New ranking looks at health of 10 Canadian cities
Cities across Canada often have similar standards of living, but slight variations may impact health
Saskatoon gets top marks when it comes to the health performance of the city and its citizens, according to a new ranking comparing 10 Canadian cities.
The Conference Board of Canada released its first-ever City Health Monitor report on Tuesday, assigning grades for the physical and socio-economic health of 10 cities based on 24 indicators in four categories:
- Life satisfaction.
- Population health.
- Healthy lifestyle.
- Access to health-care services.
"We want to start a conversation about how healthy our cities are and where can we strive to make improvements," said Greg Sutherland, principal economist with the Conference Board of Canada.

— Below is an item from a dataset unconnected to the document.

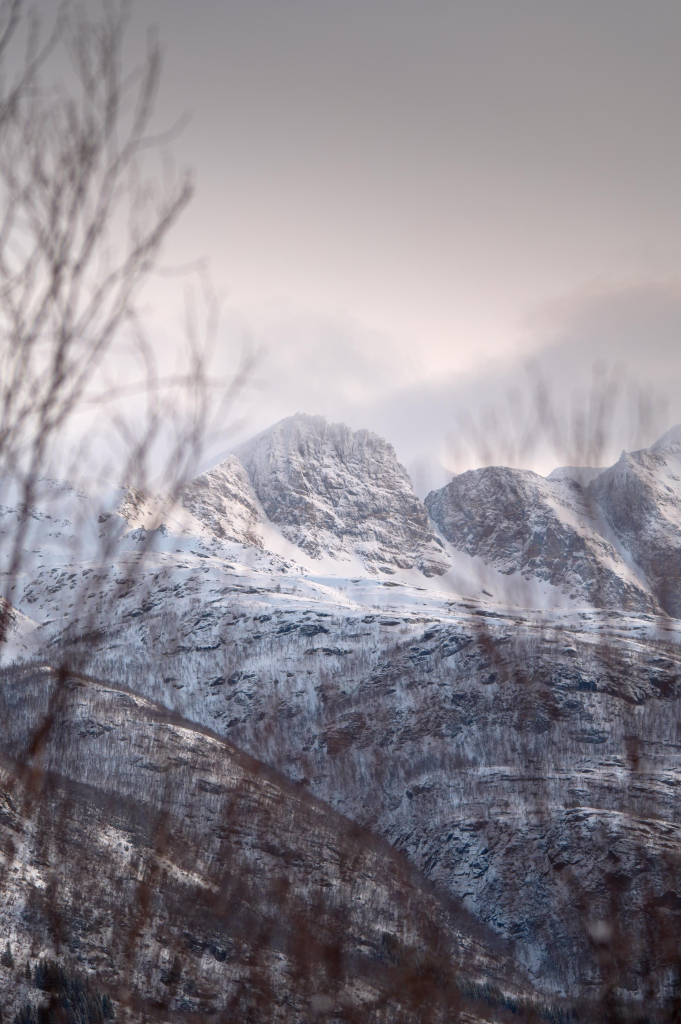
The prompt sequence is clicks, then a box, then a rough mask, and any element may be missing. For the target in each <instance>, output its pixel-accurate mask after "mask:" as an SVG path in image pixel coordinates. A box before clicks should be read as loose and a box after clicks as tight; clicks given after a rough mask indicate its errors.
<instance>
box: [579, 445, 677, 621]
mask: <svg viewBox="0 0 681 1024" xmlns="http://www.w3.org/2000/svg"><path fill="white" fill-rule="evenodd" d="M589 493H590V495H591V496H592V497H593V499H594V500H595V501H596V502H597V503H598V505H599V506H600V508H602V510H603V512H604V514H605V516H606V518H607V521H608V523H609V524H610V526H611V527H612V529H613V530H614V531H615V532H616V535H618V537H620V538H621V539H622V542H623V544H624V545H625V546H626V547H627V549H628V550H629V551H630V552H631V554H632V556H633V557H634V558H635V559H636V561H637V563H638V564H639V565H640V566H641V569H642V570H643V571H644V572H645V574H646V577H647V580H648V582H649V585H650V589H651V591H652V593H653V594H654V596H655V598H656V600H657V601H658V602H659V605H661V607H663V608H664V609H665V611H667V612H668V614H670V615H674V616H675V617H679V616H680V615H681V427H674V428H672V430H670V431H669V432H668V433H667V434H665V436H664V437H661V438H659V440H658V441H656V442H655V443H654V444H652V445H651V446H650V447H649V449H643V450H642V451H640V452H632V453H631V454H630V455H627V454H626V453H625V452H623V453H622V456H621V458H620V461H619V462H618V463H615V465H614V466H611V467H610V468H609V469H606V470H605V471H604V472H603V473H601V474H600V475H599V476H598V477H597V478H596V479H595V480H593V481H592V482H591V483H590V485H589Z"/></svg>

Saskatoon, Calgary and Winnipeg each earn an "A" grade, with Saskatoon garnering the top overall spot due to its ranking on life satisfaction and relative strength in population health and healthy lifestyle.
"We certainly have everything you could possibly want, maybe other than warm weather," Saskatoon resident Ross Harwood said with a laugh.
It's not just about how healthy people are but also how healthy they feel, Sutherland said, such as how satisfied they are with their life in general and how much they feel part of a community. "Canadian cities for the most part rank really high in this."
Calgary's second-place ranking is attributed to its ranking in life satisfaction and healthy lifestyles, while Winnipeg rounds out the Top 3 by placing first in the access-to-health-care category and with relatively good results in the others.
Montreal finished in 10th place and is the only city to receive an overall grade of "D." The city was assigned a "D" in three of the four categories: healthy lifestyle, access to health-care services and life satisfaction.
In previous research, Sutherland said Montreal ranked well in terms of being a great place to live. But smoking rates are higher, influenza immunization rates are lower and it doesn't fare as well as other Canadian cities on life satisfaction.
Montreal Mayor Denis Coderre disagreed with his city's grade.
"When I'm looking from at all other indicators, they're saying Montreal is No. 1. Where's that D coming from? Didn't do my homework?"
The remaining six cities earned a "B" grade. Vancouver was highest in this group by ranking first in population health and healthy lifestyles, but it suffered poor results in the other two categories.
Quebec City, Ottawa-Gatineau, Halifax, Edmonton and Toronto each showed "decent" results in one category, the report's authors said, but faltered elsewhere.
The Conference Board of Canada cautioned that benchmarking is not an end onto itself, but is intended to highlight each city's strengths and weaknesses to determine what level of performance is possible and to investigate improvements.